Zero-gravity indicators, also known as free-fall indicators, are small objects carried aboard spacecraft and released inside the crew cabin to provide a visual confirmation that the vehicle has entered a microgravity environment. When the spacecraft reaches sustained free fall, the object floats freely, making the transition to weightlessness visible to the crew and, in some cases, to observers via onboard video.

== History ==
The use of small objects to visually demonstrate weightlessness dates to the earliest period of human spaceflight. During the 1961 Vostok 1 mission, Soviet cosmonaut Yuri Gagarin released a pencil inside the spacecraft to confirm the onset of microgravity. Similar objects were subsequently used on later Soviet and Russian missions, where they became a customary means of visually indicating free-fall conditions inside the cabin.

== Contemporary use ==
In modern crewed spaceflight, zero-gravity indicators are typically lightweight, non-hazardous objects selected for use in the confined environment of a spacecraft. They are usually secured during launch and released after orbital insertion or once microgravity has been achieved.

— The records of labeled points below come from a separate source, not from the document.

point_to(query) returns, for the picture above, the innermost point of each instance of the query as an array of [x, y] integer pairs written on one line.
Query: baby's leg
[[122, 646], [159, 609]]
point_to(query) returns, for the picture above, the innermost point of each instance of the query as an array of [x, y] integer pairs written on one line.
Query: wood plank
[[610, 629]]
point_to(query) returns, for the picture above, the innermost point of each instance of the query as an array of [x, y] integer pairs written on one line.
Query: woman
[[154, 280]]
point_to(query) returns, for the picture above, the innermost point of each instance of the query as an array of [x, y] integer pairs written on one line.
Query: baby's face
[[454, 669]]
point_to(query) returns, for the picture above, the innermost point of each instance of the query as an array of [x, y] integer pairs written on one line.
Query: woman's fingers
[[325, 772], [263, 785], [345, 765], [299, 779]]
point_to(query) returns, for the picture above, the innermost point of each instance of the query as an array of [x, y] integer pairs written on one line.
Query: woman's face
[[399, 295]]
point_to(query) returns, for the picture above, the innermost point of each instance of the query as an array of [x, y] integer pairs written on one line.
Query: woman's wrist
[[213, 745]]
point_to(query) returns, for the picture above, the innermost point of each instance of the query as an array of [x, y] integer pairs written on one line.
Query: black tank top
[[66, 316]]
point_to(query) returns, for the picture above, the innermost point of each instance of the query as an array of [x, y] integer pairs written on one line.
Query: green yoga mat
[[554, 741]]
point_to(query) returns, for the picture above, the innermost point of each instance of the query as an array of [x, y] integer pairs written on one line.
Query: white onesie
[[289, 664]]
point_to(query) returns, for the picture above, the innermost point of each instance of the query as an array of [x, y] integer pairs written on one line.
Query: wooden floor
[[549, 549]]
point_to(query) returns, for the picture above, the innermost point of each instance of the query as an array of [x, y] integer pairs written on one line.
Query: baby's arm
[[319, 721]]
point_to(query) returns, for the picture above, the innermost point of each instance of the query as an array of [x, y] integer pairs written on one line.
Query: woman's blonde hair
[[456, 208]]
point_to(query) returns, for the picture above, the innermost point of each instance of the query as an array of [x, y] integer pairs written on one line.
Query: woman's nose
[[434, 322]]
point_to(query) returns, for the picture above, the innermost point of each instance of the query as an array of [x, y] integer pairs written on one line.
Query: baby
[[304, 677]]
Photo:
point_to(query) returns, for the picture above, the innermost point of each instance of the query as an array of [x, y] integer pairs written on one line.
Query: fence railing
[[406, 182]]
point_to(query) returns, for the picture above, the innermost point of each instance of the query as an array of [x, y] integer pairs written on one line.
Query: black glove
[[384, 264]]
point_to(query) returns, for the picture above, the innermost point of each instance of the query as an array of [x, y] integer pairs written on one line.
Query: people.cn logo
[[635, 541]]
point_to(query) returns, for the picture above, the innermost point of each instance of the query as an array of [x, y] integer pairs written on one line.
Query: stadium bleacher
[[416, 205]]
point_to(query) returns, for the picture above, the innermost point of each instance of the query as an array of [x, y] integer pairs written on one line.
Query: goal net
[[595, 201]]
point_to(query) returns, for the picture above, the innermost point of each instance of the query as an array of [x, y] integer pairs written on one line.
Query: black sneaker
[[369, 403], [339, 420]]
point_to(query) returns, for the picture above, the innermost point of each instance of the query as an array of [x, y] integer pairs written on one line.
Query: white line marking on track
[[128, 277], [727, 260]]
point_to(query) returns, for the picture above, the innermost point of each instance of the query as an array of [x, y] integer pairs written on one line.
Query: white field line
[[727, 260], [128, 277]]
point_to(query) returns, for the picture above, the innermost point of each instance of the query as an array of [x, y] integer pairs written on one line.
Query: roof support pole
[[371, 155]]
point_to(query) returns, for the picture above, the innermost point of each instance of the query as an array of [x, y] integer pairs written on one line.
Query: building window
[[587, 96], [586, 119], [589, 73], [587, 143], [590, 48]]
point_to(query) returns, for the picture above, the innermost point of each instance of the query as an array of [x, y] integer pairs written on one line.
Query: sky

Both government-operated and commercial space missions have continued the practice. Russian Soyuz crews routinely use small suspended objects as weightlessness indicators, while more recent American and international missions have included soft toys or similar items for the same purpose. These indicators are commonly visible during live mission broadcasts.

== Design and operational considerations ==
Zero-gravity indicators have no navigational or scientific function. Their role is limited to providing a clear visual demonstration of microgravity. Objects selected for this purpose are small, lightweight, and constructed of materials that pose no risk to crew or equipment if they float freely inside the spacecraft. In some cases, the indicator may be tethered to prevent it from drifting into controls or out of view.